A Numerical Look at Chess Perfection

Collapse
X
 
  • Filter
  • Time
  • Show
Clear All
new posts

  • A Numerical Look at Chess Perfection

    With all the talk in another thread about AlphaZero and Stockfish and a paradigm shift, I want to present a "numerical look" at chess perfection. This will be somewhat philosophical.

    So let's play God for a moment, and imagine that we have in front of us the total chess search tree. Every possible variation from the opening position is in there. It's a tree structure, so you can go back and forth along the branches, or to any node in the tree at will. All branches terminate with a result, so every move has a score based on: how many wins for the moving side it leads to, how many losses for moving side it leads to, how many draws it leads to.

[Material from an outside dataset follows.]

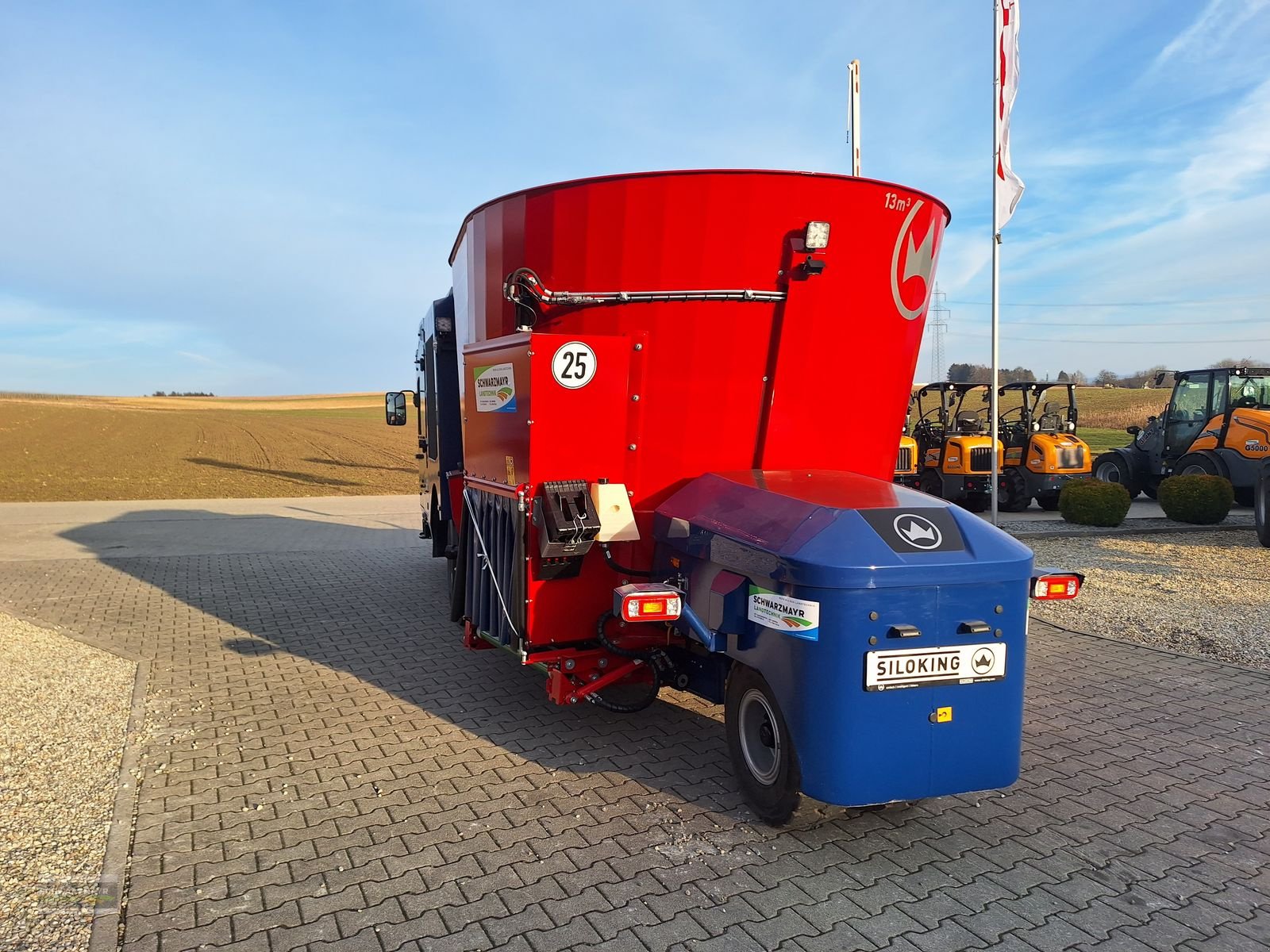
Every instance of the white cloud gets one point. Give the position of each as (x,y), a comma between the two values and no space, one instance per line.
(1214,27)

    Ok, so let's make a few assumptions:
    (1) the average number of choices at any ply of a chess game is 35.
    (2) the average length of a chess game between any 2 chess engines, not including opening book or endgame tablebase moves, is 80 plies for each engine.

    What we are going to try and do is "score" chess perfection. Not a rating, but a "score" based on the following:

    From assumption (1), if we sort all 35 average choices on a given ply based on the value each move has in God's chess search tree, then we assign a perfection score to each move where the top (best) move gets 35 points, the 2nd best move gets 34 points, 3rd best move gets 33 points, all the way down to worst move gets 1 point. The only value these points have is in assessing how perfect a person or engine is playing chess.

    If we had a perfect chess engine that played best move on each and every ply guaranteed, and it played the average of 80 plies per game, it's perfection score would be 80 x 35 points = 2800 points (don't confuse this with 2800 ELO, not at all the same thing).

    So 2800 points is a typical chess perfection score for a typical 80 ply game.

    Now let's say we have an engine that plays 2nd best move on every ply, guaranteed. Its chess perfection score would be 80 x 34 points = 2720 points. This engine is playing at a perfection rate of 2720/2800 * 100 = 97.143% rounded to three decimal places. Of course, you'd get the same result by doing 34/35 * 100.

    If a person or engine played the worst possible move on every ply guaranteed, it would achieve the lowest possible perfection score of 1/35 * 80 = 80 points. We assume it still could last 80 plies in a typical game, but in reality it would be lasting maybe 20, so let's be realistic and give it a perfection score of 20 points.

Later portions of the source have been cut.